Manual

Channels

Channels control where Dregs sends notifications. Every channel — email, Slack, or webhook — subscribes to a list of events and fires whenever Dregs emits a matching event. The same channel can receive identity scoring events, badge changes, and escalations.

What Are Channels

A channel is a delivery mechanism. Each channel has a type (email, Slack, or webhook), a configuration (where it delivers), and a list of events it subscribes to. Dregs delivers a notification to a channel whenever an event matching that channel's subscriptions fires.

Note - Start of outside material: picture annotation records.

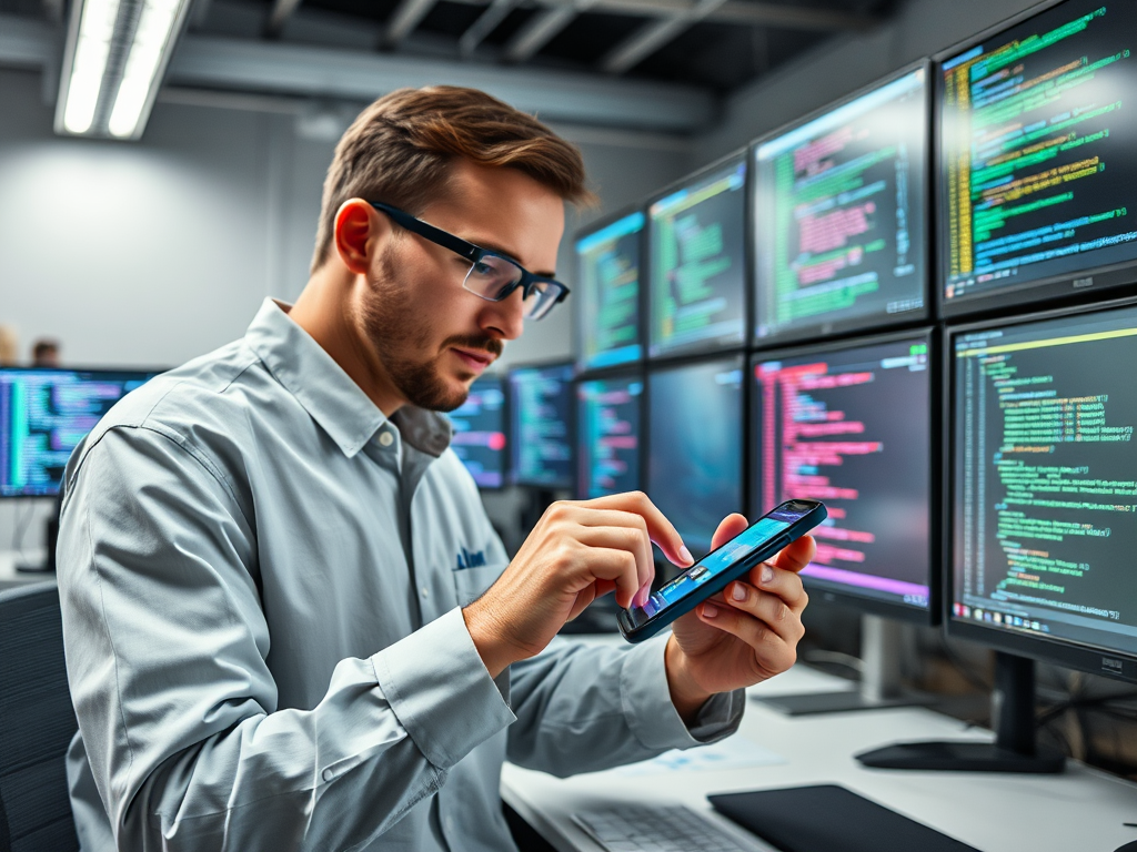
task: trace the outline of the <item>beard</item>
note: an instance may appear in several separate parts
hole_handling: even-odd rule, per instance
[[[428,411],[454,411],[470,395],[453,390],[442,377],[441,361],[450,346],[476,349],[500,356],[501,341],[488,335],[456,334],[447,337],[431,358],[416,358],[430,346],[433,328],[416,312],[410,294],[392,275],[390,258],[381,261],[382,279],[371,281],[358,306],[359,320],[388,378],[407,402]]]

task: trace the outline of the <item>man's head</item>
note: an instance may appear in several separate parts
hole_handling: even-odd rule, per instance
[[[367,202],[551,277],[564,202],[590,198],[574,147],[483,92],[434,86],[375,101],[335,149],[313,258],[314,281],[339,282],[321,292],[342,301],[348,357],[363,367],[348,371],[384,410],[450,410],[522,329],[520,292],[491,302],[465,290],[468,259]]]

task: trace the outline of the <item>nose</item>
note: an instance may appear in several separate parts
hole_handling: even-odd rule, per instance
[[[482,331],[501,340],[517,340],[525,326],[524,296],[521,287],[500,302],[487,302],[480,316]]]

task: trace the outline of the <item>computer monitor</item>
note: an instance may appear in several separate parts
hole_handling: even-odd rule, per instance
[[[454,425],[450,446],[480,488],[505,484],[505,382],[500,376],[481,376],[470,386],[470,395],[449,414]]]
[[[746,342],[746,157],[687,178],[648,207],[648,357]]]
[[[159,370],[0,368],[0,496],[53,496],[67,459]]]
[[[576,384],[576,494],[597,498],[640,487],[644,377]]]
[[[755,341],[928,317],[928,67],[753,148]]]
[[[619,214],[576,234],[576,352],[582,370],[638,361],[644,212]]]
[[[575,389],[572,364],[509,370],[509,481],[540,488],[572,488]]]
[[[863,612],[938,620],[932,333],[756,356],[753,516],[821,500],[812,595]]]
[[[1034,661],[1137,683],[1137,301],[948,337],[948,635],[995,649],[996,741],[902,743],[887,769],[1053,772]]]
[[[941,310],[1137,281],[1137,6],[1067,0],[940,64]]]
[[[742,503],[741,354],[647,376],[647,495],[696,553]]]
[[[1137,680],[1137,306],[953,336],[948,629]]]

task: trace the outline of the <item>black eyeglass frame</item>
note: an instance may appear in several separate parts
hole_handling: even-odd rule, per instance
[[[400,227],[404,227],[414,234],[418,234],[418,236],[423,237],[424,240],[430,240],[435,245],[441,245],[443,249],[449,249],[455,254],[465,258],[466,260],[470,261],[471,267],[473,267],[473,265],[479,262],[482,258],[489,256],[499,258],[500,260],[504,260],[507,264],[512,264],[513,266],[517,267],[517,269],[521,270],[521,278],[518,278],[515,284],[511,284],[508,287],[503,289],[503,291],[499,292],[496,296],[482,295],[481,293],[478,293],[466,287],[467,292],[473,293],[479,299],[485,299],[487,301],[490,302],[500,302],[503,299],[506,299],[511,293],[513,293],[513,291],[516,290],[517,287],[521,287],[522,299],[528,299],[530,294],[533,292],[533,287],[537,284],[550,284],[557,287],[561,292],[557,294],[556,299],[549,303],[548,309],[543,314],[533,317],[533,319],[542,319],[543,317],[547,317],[549,315],[549,311],[551,311],[555,306],[559,304],[561,302],[563,302],[565,299],[568,298],[568,293],[571,291],[566,285],[562,284],[556,278],[548,278],[543,275],[537,275],[534,273],[529,272],[529,269],[523,267],[516,260],[506,257],[499,251],[492,251],[491,249],[483,249],[480,245],[474,245],[471,242],[466,242],[460,236],[455,236],[449,232],[442,231],[442,228],[434,227],[430,223],[415,218],[410,214],[406,212],[405,210],[400,210],[397,207],[384,204],[382,201],[368,201],[367,203],[374,207],[380,212],[384,212],[388,216],[390,216],[391,219],[395,220],[395,223],[398,224]]]

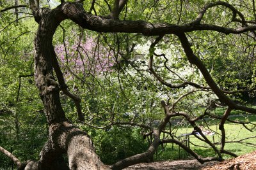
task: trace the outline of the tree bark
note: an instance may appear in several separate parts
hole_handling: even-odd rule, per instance
[[[36,10],[33,15],[39,24],[35,40],[35,79],[49,125],[49,138],[41,151],[40,160],[29,162],[25,169],[108,169],[95,153],[90,137],[67,122],[60,103],[59,84],[53,78],[52,68],[56,69],[58,64],[52,36],[65,18],[58,8]],[[63,159],[63,154],[68,155],[68,166]]]

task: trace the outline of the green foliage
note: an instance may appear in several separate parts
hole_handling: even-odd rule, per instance
[[[148,145],[140,132],[140,129],[115,126],[106,131],[98,132],[97,136],[92,137],[101,160],[111,164],[147,150]]]

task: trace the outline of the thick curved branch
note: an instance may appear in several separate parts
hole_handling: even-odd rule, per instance
[[[0,10],[0,12],[4,12],[4,11],[8,11],[9,10],[16,9],[16,8],[22,8],[22,7],[27,7],[28,8],[28,6],[25,5],[25,4],[19,4],[19,5],[12,6],[9,6],[9,7],[7,7],[7,8],[6,8],[4,9],[3,9],[3,10]]]
[[[52,58],[52,66],[54,69],[55,73],[57,76],[58,81],[60,83],[60,88],[61,90],[63,92],[63,93],[70,97],[74,102],[76,104],[76,110],[77,112],[77,115],[78,115],[78,119],[81,121],[84,121],[84,117],[82,113],[82,110],[81,108],[81,105],[80,103],[81,101],[81,99],[80,97],[77,96],[75,94],[72,94],[68,89],[68,86],[66,85],[63,77],[63,74],[62,73],[62,71],[60,67],[59,64],[57,60],[57,58],[56,57],[56,54],[54,54]]]
[[[246,21],[244,19],[244,17],[243,15],[243,14],[239,11],[236,8],[234,8],[232,5],[228,4],[228,3],[226,2],[223,2],[223,1],[218,1],[218,2],[215,2],[215,3],[209,3],[207,4],[203,9],[199,12],[198,15],[197,16],[195,20],[193,22],[194,24],[199,24],[203,18],[203,17],[204,14],[206,13],[207,10],[211,8],[216,6],[224,6],[227,8],[228,8],[230,10],[233,11],[233,18],[232,20],[236,18],[236,15],[237,13],[238,15],[239,15],[241,19],[242,20],[242,24],[244,25],[246,24]]]
[[[176,114],[170,113],[169,109],[168,108],[168,106],[164,103],[164,101],[162,101],[161,103],[164,109],[166,115],[164,117],[164,120],[162,120],[162,122],[161,122],[159,126],[158,127],[158,129],[154,129],[152,131],[154,135],[154,141],[151,143],[148,149],[143,153],[131,156],[130,157],[126,158],[125,159],[117,162],[111,166],[112,169],[122,169],[131,165],[149,161],[150,158],[156,152],[156,149],[161,144],[161,141],[160,141],[161,133],[164,129],[166,124],[169,122],[170,118],[172,117],[176,116]]]
[[[215,94],[219,97],[220,100],[228,105],[230,108],[234,110],[243,110],[247,112],[256,113],[256,109],[247,108],[243,106],[236,104],[232,100],[228,98],[223,92],[218,87],[217,84],[213,80],[209,71],[206,69],[203,62],[197,57],[190,48],[189,43],[184,33],[177,34],[181,45],[184,48],[185,53],[189,62],[195,64],[201,71],[208,85],[211,87]]]
[[[61,9],[60,9],[60,8]],[[145,36],[177,34],[199,30],[211,30],[228,34],[240,34],[256,30],[256,25],[236,29],[211,24],[152,24],[144,21],[109,20],[86,13],[83,6],[77,3],[65,3],[56,10],[61,10],[67,18],[70,18],[84,29],[102,32],[141,33]]]
[[[201,164],[204,164],[206,162],[212,161],[212,160],[217,160],[217,161],[221,161],[223,159],[221,157],[206,157],[203,158],[200,155],[198,155],[196,152],[195,152],[193,150],[184,145],[180,141],[177,140],[175,139],[163,139],[161,140],[161,143],[173,143],[178,145],[181,148],[184,149],[188,153],[191,154]]]

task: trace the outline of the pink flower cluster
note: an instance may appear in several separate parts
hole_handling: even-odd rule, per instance
[[[92,38],[86,41],[77,40],[74,44],[67,41],[65,45],[56,45],[55,52],[60,65],[67,66],[77,74],[111,72],[115,62],[111,52],[100,46]]]

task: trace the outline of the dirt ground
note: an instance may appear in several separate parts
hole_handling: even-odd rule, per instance
[[[256,170],[256,151],[221,162],[211,162],[204,164],[196,160],[161,161],[139,164],[125,170]]]

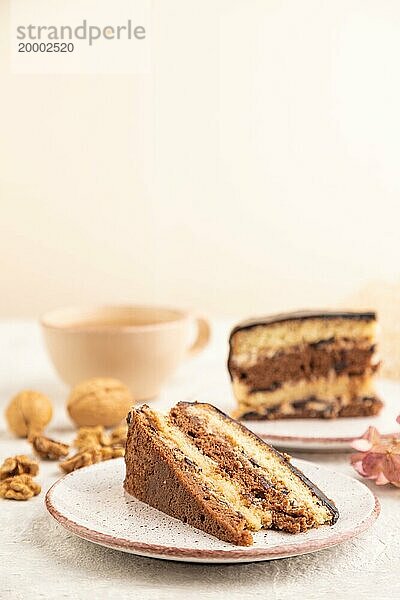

Manage channels from Settings → Notifications, or through the REST API.

Events

Every channel subscribes to one or more of the following events:

  • IDENTITY_SCORED — fires whenever an identity finishes a scoring cycle. Useful for keeping an external system's copy of the scores up to date. Can be very high-volume; most teams only wire this to webhooks, not email or Slack.
  • IDENTITY_BADGES_CHANGED — fires when an identity gains or loses a badge. Good middle-ground signal — less noisy than every score, more frequent than escalations.
  • ESCALATION_OPENED — fires when an escalation opens because an identity crossed a rule's threshold.
  • ESCALATION_CLOSED — fires when an escalation closes (resolved, acknowledged, or its conditions no longer match).

Channel Types

Dashboard

The dashboard is always on and implicit. Every escalation appears in the Dregs dashboard regardless of which channels you configure — you don't need to create a dashboard channel. Even if every external channel is misconfigured or down, escalations remain visible in the dashboard.

Email

Sends notifications to one or more team members' inboxes. Typically subscribed to ESCALATION_OPENED — higher-volume events like IDENTITY_SCORED are usually too noisy for email.

Slack

Posts notifications to a Slack channel using an Incoming Webhook URL. Each message appears as a richly formatted card with the event type, severity (for escalations), identity, current scores, badges, and a link to the identity in your Dregs dashboard.

Setting up a Slack channel (recommended)

  1. In Dregs, go to Settings → Notifications and click Create Channel.
  2. Choose Slack, give the channel a name, and click Add to Slack.
  3. Slack will ask you to pick a workspace and a channel for Dregs to post to. Authorize, and you'll be redirected back to the dashboard.
  4. Pick the events you want this Slack channel to receive. For most teams, ESCALATION_OPENED and ESCALATION_CLOSED are the right default — noisy events like IDENTITY_SCORED tend to overwhelm a chat room.
  5. Click Test channel to confirm a message lands in your Slack room.

Manual setup (advanced)

If your team prefers to manage the Slack app yourselves, or your deployment doesn't have Add-to-Slack configured, you can paste an Incoming Webhook URL directly:

  1. Visit api.slack.com/apps and click Create New App → From scratch. Give it a name (e.g. "Dregs") and pick the workspace.
  2. In the left sidebar, click Incoming Webhooks and toggle them on.
  3. Click Add New Webhook to Workspace, choose the channel, and authorize.
  4. Copy the webhook URL that Slack generates — it looks like https://hooks.slack.com/services/T.../B.../....
  5. In Dregs, open the create-channel drawer, choose Slack, expand Or paste a webhook URL manually, and paste the URL.

The Slack webhook URL is a credential — anyone with it can post to your Slack channel. Dregs stores it as a secret and never displays it again after creation. To rotate the URL, edit the channel and paste a new one. To revoke entirely, remove the webhook from your Slack app.

Webhook

Sends HTTP POST requests to a URL you specify. Your application receives structured JSON payloads and reacts programmatically — automatic shadow-banning, rate limiting, account lockdown, downstream system updates. See Webhooks for the payload schema, signature verification, and retry semantics.

Escalation-specific routing

Escalation rules can optionally list channels to notify when that specific rule opens or closes an escalation — on top of the channel's own global event subscriptions. This lets you broadcast (via a channel subscribing to ESCALATION_OPENED globally) and also do targeted per-rule routing (via the rule's channels list) in the same system. Deliveries are deduped so a channel targeted both ways fires at most once per escalation.

Test Deliveries

Before relying on a channel in production, send a test delivery to verify the integration. The test uses the same delivery path as real events, so an endpoint that handles the test correctly will handle real notifications too.

Delivery Tracking

Dregs logs every notification sent to an external channel as a delivery record with full detail: status (pending, delivered, or failed), HTTP status code, payload size, error message if applicable, and attempt number.

View delivery history for any channel in Settings. This makes debugging straight­ forward — you see exactly what Dregs sent and exactly what the receiving system responded.